Management theory’s stasis endures because it bolsters the simple, quaalude-like story we want to tell about America. That we are a nation of endless, upward progress. That we are always striving for a freer society, imperfect but evolving, forever nearing a state of complete equality for all. It’s no wonder our politicians, in election cycle after election cycle, promise to bring manufacturing back to America and simultaneously goose innovation which suggests the resurrection of the idealized midcentury defined by companies like GE. Of course, the continuing existence of a usurious financial sector makes this return impossible, not to mention the fact that the midcentury New Deal state was deficient in all kinds of ways that make it undesirable as well. Finance has become so thoroughly triumphant that one of our largest, most consequential exports is not GE washing machines or turbines but the $100 bill. From a certain vantage point, the United States is not much more than a central bank to the world, with an ailing, dysfunctional country attached to its hip.
But banging the gong of American manufacturing is useful because it allows politicians to sidestep the real task at hand: to make the work that Americans actually engage in—hotel and restaurant jobs, health care work, and retail sales—better paid, safer, more fulfilling, and fields in which it is possible to realize democracy, autonomy, and whatever the supposed goals of this society are.
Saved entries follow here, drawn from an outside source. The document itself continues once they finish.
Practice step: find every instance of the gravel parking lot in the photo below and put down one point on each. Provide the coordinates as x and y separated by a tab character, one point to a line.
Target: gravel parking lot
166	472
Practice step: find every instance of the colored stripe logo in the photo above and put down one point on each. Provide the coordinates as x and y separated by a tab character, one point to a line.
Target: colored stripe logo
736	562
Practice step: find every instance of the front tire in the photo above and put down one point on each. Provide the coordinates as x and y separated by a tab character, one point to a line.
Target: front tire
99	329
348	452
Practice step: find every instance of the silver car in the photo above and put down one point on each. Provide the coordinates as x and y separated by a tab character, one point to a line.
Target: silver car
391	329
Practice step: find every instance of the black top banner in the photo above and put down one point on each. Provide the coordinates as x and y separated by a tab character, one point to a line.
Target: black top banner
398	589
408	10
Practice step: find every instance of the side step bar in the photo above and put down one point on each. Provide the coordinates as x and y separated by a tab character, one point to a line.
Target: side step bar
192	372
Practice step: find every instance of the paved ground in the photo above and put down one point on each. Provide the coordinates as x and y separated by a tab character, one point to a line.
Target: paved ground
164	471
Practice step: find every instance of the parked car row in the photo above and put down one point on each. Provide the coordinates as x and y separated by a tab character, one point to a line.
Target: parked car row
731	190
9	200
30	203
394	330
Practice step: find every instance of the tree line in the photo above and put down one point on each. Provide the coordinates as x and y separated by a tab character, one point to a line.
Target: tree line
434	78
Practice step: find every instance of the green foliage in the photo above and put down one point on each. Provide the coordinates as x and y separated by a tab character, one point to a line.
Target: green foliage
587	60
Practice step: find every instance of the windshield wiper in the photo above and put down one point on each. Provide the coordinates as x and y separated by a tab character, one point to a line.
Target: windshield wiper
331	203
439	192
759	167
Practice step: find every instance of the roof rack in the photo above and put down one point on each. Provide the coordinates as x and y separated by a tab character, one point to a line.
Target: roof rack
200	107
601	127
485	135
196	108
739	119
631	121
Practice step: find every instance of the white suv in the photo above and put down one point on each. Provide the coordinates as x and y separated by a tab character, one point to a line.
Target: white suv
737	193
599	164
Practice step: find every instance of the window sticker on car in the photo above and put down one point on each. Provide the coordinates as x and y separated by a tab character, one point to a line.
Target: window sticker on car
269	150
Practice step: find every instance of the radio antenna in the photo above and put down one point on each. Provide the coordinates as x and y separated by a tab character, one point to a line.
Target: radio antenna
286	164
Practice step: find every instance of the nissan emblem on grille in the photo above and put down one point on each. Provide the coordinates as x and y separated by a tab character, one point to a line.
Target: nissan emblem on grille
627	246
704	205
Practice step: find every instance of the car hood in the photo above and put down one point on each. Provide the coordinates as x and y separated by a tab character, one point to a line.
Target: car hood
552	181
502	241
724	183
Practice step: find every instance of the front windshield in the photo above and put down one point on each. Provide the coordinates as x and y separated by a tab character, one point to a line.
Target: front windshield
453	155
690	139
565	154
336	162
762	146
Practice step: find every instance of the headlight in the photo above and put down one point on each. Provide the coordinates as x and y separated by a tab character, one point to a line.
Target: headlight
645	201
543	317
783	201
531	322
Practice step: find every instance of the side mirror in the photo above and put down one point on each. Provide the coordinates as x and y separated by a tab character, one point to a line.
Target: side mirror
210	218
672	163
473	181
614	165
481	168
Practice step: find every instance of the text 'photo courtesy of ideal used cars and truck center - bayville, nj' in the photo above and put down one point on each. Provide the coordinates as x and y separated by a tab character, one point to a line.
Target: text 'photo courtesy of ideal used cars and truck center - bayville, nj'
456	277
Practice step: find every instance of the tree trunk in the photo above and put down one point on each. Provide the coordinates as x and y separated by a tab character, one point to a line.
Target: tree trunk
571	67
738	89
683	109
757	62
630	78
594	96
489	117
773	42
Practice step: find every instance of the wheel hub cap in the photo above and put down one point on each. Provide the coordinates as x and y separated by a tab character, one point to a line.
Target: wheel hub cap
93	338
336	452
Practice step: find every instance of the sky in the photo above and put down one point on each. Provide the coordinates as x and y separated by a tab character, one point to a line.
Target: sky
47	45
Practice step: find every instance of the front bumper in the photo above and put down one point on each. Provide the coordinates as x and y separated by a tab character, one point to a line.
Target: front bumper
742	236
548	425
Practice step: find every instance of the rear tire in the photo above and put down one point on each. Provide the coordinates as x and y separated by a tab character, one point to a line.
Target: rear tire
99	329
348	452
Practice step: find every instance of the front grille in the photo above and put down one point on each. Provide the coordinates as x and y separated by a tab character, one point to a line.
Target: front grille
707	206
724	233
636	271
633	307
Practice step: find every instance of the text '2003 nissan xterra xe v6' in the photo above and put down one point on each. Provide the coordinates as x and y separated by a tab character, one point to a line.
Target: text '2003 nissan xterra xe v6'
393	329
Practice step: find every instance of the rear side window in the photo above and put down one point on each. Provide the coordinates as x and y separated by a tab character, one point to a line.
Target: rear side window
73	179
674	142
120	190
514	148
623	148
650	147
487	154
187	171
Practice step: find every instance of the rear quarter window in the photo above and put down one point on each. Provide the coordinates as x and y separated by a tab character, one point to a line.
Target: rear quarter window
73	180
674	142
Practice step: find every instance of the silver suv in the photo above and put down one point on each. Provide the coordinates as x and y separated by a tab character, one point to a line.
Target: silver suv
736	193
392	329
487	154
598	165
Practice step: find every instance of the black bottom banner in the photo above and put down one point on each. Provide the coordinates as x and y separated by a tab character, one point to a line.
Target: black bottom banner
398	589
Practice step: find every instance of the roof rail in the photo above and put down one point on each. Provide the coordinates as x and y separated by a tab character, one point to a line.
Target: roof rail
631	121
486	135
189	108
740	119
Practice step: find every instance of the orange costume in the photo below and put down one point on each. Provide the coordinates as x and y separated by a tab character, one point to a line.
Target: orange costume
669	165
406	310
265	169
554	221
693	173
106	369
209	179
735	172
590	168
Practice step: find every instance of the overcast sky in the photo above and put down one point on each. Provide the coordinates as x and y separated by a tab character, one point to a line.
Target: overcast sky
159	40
Politicians are the corporate managers of public life; their only remaining function, just like real managers, is to guard and reproduce their position in society while zealously maintaining the tenuous status quo.
Management theorists and their acolytes can never describe a world in which groups of people other than themselves have power, and thus, will always be obstacles to a more egalitarian social order. If we hope to find an actually inspiring story about the future, we’ll need to look elsewhere.